LONDON, (Reuters) – Soaring prices continue to follow the same trajectory as 2007-08 when prices reached a record high of $150 per barrel. Demand destruction kicked in, and prices plummeted in a global recession. Analysis by Mitsubishi UFJ Financial Group, (NYSE:) shows.

Brent crude oil reached $113.02 Wednesday as supply disruption worries mounted following the hefty sanctions imposed on Russian banks by the United States in response to Ukraine’s intensifying conflict. [O/R]

Ehsan Khaman, head of emerging market research at MUFG said that oil prices are so far removed from marginal costs of supply owing to extreme lack of oil. ”

“Supply shortage is playing out today in oil markets, which critically predates geopolitics today – today’s Russia-Ukraine crisis merely turbocharges today’s extreme supply shortfalls.”

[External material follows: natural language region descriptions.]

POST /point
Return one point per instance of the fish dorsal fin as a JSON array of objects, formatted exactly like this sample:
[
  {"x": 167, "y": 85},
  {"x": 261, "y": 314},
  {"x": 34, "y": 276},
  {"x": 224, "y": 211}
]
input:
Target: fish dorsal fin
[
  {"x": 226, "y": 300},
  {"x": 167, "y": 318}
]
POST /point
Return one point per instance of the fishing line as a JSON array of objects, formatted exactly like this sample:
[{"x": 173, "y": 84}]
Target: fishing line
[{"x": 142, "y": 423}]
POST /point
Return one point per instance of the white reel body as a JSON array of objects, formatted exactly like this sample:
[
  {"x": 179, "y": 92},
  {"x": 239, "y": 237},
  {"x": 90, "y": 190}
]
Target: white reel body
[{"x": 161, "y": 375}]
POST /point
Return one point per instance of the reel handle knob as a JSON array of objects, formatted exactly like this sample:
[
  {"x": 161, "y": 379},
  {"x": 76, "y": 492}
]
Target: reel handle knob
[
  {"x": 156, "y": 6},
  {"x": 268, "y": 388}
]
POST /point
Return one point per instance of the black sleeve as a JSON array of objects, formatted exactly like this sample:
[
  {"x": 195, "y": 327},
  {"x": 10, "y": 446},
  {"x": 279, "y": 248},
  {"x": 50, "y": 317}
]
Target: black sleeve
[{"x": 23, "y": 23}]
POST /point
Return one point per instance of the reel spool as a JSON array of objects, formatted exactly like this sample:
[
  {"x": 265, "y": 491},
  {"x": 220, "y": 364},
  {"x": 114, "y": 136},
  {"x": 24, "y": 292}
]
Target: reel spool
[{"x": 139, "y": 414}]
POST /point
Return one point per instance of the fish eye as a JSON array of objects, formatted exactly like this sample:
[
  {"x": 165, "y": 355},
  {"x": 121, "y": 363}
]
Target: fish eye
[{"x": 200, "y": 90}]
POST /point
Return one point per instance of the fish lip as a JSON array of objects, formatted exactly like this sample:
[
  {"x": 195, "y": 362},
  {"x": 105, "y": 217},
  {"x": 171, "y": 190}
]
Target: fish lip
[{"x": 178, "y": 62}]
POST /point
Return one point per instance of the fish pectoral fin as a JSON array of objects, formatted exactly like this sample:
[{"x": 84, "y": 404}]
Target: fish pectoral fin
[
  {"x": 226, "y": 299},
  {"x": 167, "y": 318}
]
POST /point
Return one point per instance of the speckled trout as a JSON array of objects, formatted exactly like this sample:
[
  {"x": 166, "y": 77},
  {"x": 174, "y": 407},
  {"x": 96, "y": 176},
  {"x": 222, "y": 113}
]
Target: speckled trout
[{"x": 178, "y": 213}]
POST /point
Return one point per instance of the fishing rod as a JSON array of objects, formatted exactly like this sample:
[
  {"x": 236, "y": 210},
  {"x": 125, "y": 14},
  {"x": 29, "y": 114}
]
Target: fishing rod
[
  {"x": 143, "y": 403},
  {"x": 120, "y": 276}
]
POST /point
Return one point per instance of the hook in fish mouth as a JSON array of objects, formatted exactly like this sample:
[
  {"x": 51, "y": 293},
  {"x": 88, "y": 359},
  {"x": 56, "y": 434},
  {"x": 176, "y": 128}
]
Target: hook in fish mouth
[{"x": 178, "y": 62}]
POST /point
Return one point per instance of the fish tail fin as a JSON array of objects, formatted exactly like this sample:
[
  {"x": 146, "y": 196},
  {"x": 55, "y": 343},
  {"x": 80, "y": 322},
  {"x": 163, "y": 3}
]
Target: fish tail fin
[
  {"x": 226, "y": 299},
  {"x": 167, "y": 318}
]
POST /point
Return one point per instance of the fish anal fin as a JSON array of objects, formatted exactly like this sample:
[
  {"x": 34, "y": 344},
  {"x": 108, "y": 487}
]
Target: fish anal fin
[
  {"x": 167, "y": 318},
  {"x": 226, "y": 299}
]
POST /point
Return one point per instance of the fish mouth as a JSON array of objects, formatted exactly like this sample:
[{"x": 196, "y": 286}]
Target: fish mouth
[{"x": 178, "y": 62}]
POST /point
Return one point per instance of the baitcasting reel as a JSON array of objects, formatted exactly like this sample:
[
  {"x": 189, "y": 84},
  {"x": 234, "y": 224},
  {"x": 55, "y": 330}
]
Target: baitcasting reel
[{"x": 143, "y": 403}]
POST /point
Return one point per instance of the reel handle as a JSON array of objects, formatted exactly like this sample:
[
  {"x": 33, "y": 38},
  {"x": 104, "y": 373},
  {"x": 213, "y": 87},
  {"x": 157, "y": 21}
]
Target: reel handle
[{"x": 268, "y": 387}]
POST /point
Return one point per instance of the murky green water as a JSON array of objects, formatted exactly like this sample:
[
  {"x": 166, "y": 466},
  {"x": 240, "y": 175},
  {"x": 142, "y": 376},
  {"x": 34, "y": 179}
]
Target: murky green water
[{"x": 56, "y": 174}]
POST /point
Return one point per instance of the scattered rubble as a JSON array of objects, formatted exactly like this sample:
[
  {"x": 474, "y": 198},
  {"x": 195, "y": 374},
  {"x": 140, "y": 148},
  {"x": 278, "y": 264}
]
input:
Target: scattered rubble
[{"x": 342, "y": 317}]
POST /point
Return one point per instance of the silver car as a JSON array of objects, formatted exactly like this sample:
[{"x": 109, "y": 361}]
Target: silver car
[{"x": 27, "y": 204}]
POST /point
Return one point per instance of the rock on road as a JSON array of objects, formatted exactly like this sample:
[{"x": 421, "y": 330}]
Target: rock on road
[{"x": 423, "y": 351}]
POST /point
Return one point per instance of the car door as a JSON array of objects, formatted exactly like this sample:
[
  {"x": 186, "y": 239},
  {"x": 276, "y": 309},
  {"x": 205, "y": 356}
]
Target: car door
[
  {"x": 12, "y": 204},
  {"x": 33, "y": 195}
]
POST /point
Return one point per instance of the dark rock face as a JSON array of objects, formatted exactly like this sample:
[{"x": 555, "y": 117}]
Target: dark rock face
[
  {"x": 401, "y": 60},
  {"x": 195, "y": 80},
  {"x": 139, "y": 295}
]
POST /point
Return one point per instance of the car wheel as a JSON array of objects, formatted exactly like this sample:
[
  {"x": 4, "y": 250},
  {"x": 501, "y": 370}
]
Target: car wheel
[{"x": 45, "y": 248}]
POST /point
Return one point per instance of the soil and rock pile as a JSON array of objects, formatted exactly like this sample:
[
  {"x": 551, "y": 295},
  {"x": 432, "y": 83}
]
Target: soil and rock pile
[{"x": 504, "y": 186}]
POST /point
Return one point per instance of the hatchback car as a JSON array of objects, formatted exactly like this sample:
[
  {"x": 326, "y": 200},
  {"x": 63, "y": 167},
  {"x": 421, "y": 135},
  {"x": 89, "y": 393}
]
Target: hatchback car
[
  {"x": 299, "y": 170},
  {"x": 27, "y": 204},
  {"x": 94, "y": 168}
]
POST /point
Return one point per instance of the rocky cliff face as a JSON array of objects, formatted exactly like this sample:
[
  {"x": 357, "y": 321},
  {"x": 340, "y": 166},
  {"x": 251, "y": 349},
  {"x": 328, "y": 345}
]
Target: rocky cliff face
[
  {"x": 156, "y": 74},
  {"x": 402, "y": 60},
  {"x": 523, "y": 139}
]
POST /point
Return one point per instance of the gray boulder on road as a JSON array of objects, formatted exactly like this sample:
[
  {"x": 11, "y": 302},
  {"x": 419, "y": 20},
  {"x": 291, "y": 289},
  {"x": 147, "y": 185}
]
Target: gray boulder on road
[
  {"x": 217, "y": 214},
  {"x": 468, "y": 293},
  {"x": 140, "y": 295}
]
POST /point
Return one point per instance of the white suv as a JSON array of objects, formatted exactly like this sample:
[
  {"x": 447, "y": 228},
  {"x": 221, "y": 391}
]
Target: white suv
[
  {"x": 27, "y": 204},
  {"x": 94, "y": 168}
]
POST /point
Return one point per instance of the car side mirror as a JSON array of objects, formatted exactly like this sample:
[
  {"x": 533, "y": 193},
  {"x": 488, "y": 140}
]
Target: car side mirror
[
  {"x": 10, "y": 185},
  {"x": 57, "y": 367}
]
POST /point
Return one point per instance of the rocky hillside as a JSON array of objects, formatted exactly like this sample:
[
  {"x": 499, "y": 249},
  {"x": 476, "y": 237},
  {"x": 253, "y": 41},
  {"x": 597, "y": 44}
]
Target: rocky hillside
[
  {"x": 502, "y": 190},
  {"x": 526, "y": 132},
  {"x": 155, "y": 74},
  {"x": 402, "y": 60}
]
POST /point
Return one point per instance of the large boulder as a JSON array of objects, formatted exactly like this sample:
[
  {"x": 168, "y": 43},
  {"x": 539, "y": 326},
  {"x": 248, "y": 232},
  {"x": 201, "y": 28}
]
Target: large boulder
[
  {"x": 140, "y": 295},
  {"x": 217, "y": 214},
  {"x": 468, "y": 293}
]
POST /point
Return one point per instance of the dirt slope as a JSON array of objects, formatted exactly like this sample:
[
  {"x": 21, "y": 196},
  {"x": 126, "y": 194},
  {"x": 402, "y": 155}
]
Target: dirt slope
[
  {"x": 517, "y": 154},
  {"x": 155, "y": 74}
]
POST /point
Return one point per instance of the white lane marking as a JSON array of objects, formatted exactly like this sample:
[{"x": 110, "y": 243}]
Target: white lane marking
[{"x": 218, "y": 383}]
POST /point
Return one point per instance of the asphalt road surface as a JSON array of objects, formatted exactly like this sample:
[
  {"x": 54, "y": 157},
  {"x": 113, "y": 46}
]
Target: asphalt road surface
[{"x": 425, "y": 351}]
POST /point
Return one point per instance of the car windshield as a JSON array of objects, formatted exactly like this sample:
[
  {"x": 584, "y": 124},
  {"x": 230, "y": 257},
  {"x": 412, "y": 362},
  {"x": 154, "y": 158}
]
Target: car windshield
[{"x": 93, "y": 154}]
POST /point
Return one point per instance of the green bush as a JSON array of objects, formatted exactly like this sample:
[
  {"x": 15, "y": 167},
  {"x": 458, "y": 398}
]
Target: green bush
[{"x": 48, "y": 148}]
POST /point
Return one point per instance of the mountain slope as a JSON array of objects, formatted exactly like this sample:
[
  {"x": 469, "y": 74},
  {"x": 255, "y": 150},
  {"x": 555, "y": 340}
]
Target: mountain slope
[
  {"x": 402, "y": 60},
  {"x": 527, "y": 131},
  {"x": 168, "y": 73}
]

The International Energy Agency, (IEA) members agreed to release 60 million barrels from their strategic reserves on Tuesday. However, it did not calm spiking oil prices.

In the wake of a strong recovery in post-pandemic demand, oil inventories have fallen steadily in developed countries.

In parallel, the world’s spare capacity to produce oil at any time has decreased as Russia and the Organization of the Petroleum Exporting Countries increase their output targets.